This Fred Lynn card is from 1980, just after the second and final of his great seasons. He was still a young man, just 28 years old, seemingly about to hit the prime of his career. He had already won three Gold Glove awards for his spectacular work in centerfield, had been the first player ever to win the Rookie of the Year award and Most Valuable Player award in the same season, and had in his most recent season come as close to winning the Triple Crown as anyone had since his aging teammate Yaz actually accomplished the legendary feat in 1967.

In 1980 he slipped back into the groove of pretty-goodness that had defined his seasons between the great seasons of 1975 and 1979. In 1981 he was traded to the California Angels and hit .219, perhaps trying to once and for all signal his fallibility to his adoring, overly needy fans who kept voting him onto all-star team after all-star team (even while he was hitting .219) and staring at him expectantly as if he was about to blossom for good into some incredible combination of Joe Dimaggio and Ted Williams.

In 1982 he began the second stage of his career for real, posting seasons of remarkable sameness and pretty-goodness. His home run totals told the story of this stage of his career the best. He hit 21 homers that first year, 22 the next, then hit 23, 23, 23, and 23 homers the next four years before wrenching himself into hitting 25 homers in 1988. If he hadn’t strained himself and had instead stuck with the usual 23 home runs, maybe he could have stuck around a little longer, but apparently the push for 25 took most of the fight out of Fred Lynn. In 1989 he only managed 11 home runs, and in 1990, long after everyone had finally stopped hoping for the golden Cooperstown version of Fred Lynn to return, Fred Lynn hit his last 6 dingers while clad in a brown and yellow San Diego Padres uniform. I have never seen an image of him in that uniform. I hope I never do.

4 comments

  1. 1.  2 comments from old CG site:

    pete said…
    I regarded Lynn and fellow “Gold Dust Twin” Jim Rice with awe from my perch across the Major League standings (in the NL East) when they first came up and set the AL East on fire.

    His acsent/descent into better-than-average-but-not-great-ness always seemed vaguely poetic in some way.

    Let us not forget the ’82 ALCS when Lynn batted .600-something and won the MVP even as the el-foldo Angels blew the series. First time that happened for a player on a losing team.

    Or the (first-ever) All-Star Game grand slam and player-of-the-game honors in the 1983 contest.

    With Lynn on the trading block at the 1988 trade deadline, one wonders what inspiration and productivity he could have lent to the Red Sox pennant drive that year.

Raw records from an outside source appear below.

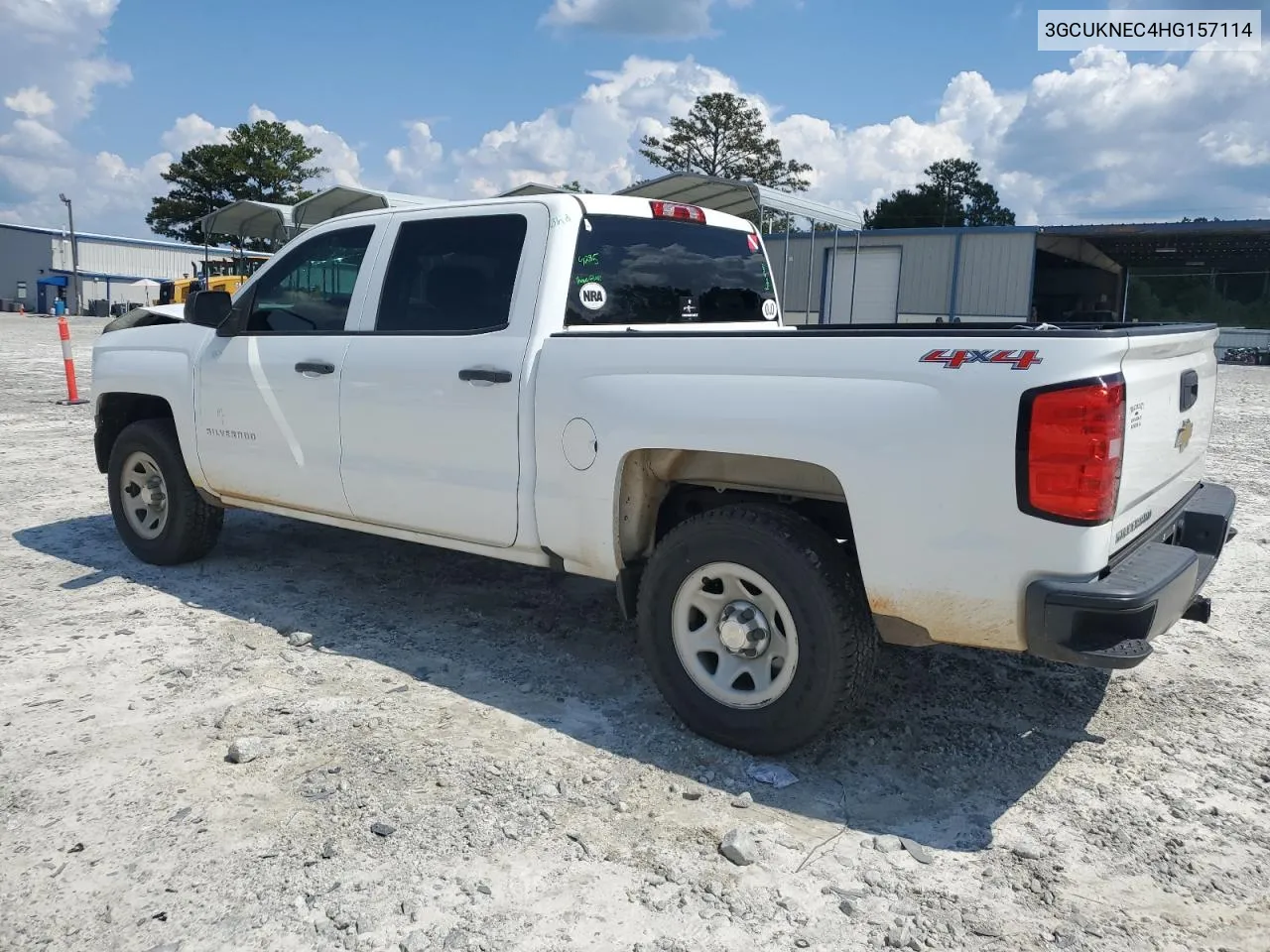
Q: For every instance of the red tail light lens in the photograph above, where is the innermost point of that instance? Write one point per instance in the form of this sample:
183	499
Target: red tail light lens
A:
1071	449
679	212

    Though the Sox turned their nose up at Lynn, the Tigers acquired him for a broken pop-up toaster and a smattering of “players to be named later,” and he hit seven homers over the remaining 27 games.
    The Sox of course didn’t even bother showing up in the playoffs and were swept effortlessly by Oakland….

    12:51 PM

    spudrph said…
    Wasn’t this the transaction where it was made very late at the deadline, and the Tigers had to argue to MLB that the plane Lynn was on had contacted the tower in Detroit before midnight, and therefore Lynn was a Tiger by the deadline and could be included on the postseason roster?

    8:45 AM


  2. One of my favorite players of all time . . . by far my favorite Sox player. What a centerfielder. Mantle, the AL honorary captain of 1975 AL all-star team, raved about Lynn’s extraordinary talents, in the field and at the plate.


  3. “Fred Lynn, 1975” is my answer to the oft-debated question (which I think has been done here, though I can’t find the player where the thread is located): “If you could be any one player in baseball history, for one season, who would you choose?”

    I also first played APBA baseball in 1980, and Lynn’s 1979 card was incredible. I can still remember 1-1-6-6-6 like it was yesterday.


  4. Wow, what a great 1979 season Fred Lynn. How was he only 4th in MVP voting with zero 1 place votes. The top 3 were
    Don Baylor
    Ken Singleton
    George Brett
    followed by
    Lynn and the other half of the dynamic duo
    Rice

    Fred Lynn to me had the best numbers….
    Oh, are good friend Sixto Lizcano was 15th in MVP voting that year.